Five years later, Gov. Abbott signed a bill allowing property owners to offset tree loss by planting new trees rather than paying a mitigation fee. That law is just one of many examples during Abbott’s tenure of the state government clipping the wings of Texas cities. After the college town of Denton banned fracking, the legislature passed a bill prohibiting such bans. When Houston required Uber and Lyft drivers to be fingerprinted, the state overrode the requirement. A state prohibition on local plastic bag bans failed, but it might succeed in court.
Such efforts to override local ordinances -- including, for example, Florida’s ban on local gun regulation -- are often seen simply as a red state vs. blue city issue. “Texas is being California-ized, and you might not even be noticing it,” Abbott said, shortly after he was elected, in defending attempts to curb local regulations. Indeed, red states are often criticized by liberals for being hypocritical -- demanding that power be downshifted from Washington to the states, but refusing to push power further down to cities where most mayors are Democrats.
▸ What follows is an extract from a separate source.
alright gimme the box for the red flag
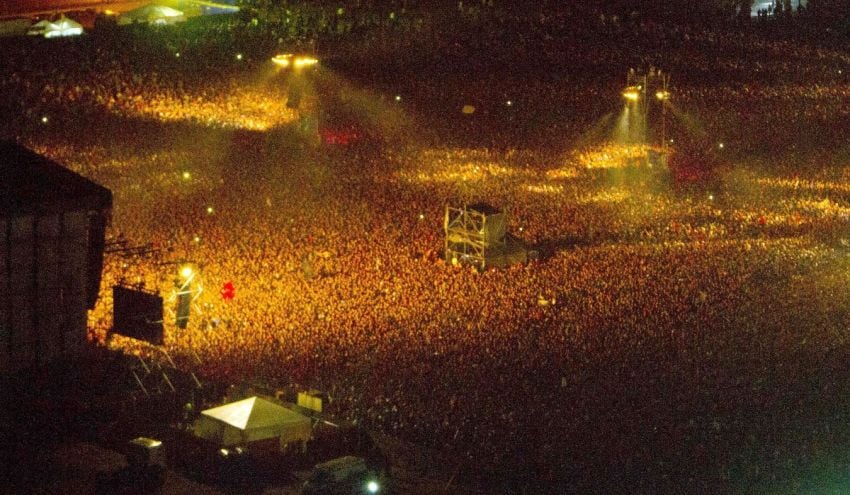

But recent events in California have revealed that preemption efforts go both ways. A bill to limit cities’ ability to block large apartment construction near public transit recently failed in the California Legislature. Meanwhile, California’s sanctuary state law has run into resistance from conservative local governments. The small city of Los Alamitos has passed an ordinance claiming to exempt itself from the state’s law. Other localities -- including a number of local governments in Orange and San Diego counties -- are joining the Trump administration’s lawsuit challenging the state law.
In a way, none of this is new. Power struggles between the feds and states have been going on for decades, dating back at least to the 1980s when the Reagan administration tangled with mostly Democratic state governments. What is new, however, is the aggressiveness with which state governments are trying to curtail the power of local governments -- and how ideological those battles have become.
During this extremely partisan era, local governments have often been viewed as a welcome oasis from ideological battles. Mayors and other local officials don’t have the luxury of engaging in pure partisan politics all the time. As the argument goes, they have a city to run and are so close to their constituents that they have no choice but to focus on getting things done.
But as local jurisdictions are affected by “The Big Sort” -- people geographically separating themselves based on their political views -- we see more and more enclaves of red in blue states and blue in red states. And as the local constituents have become more ideologically divided, so have the local politicians. So increasingly, the politicians who rule islands of red or blue are called upon by their own constituents to #Resist, forcing the state-level political majority to strike back. It’s not an encouraging trend, but it’s not going away anytime soon.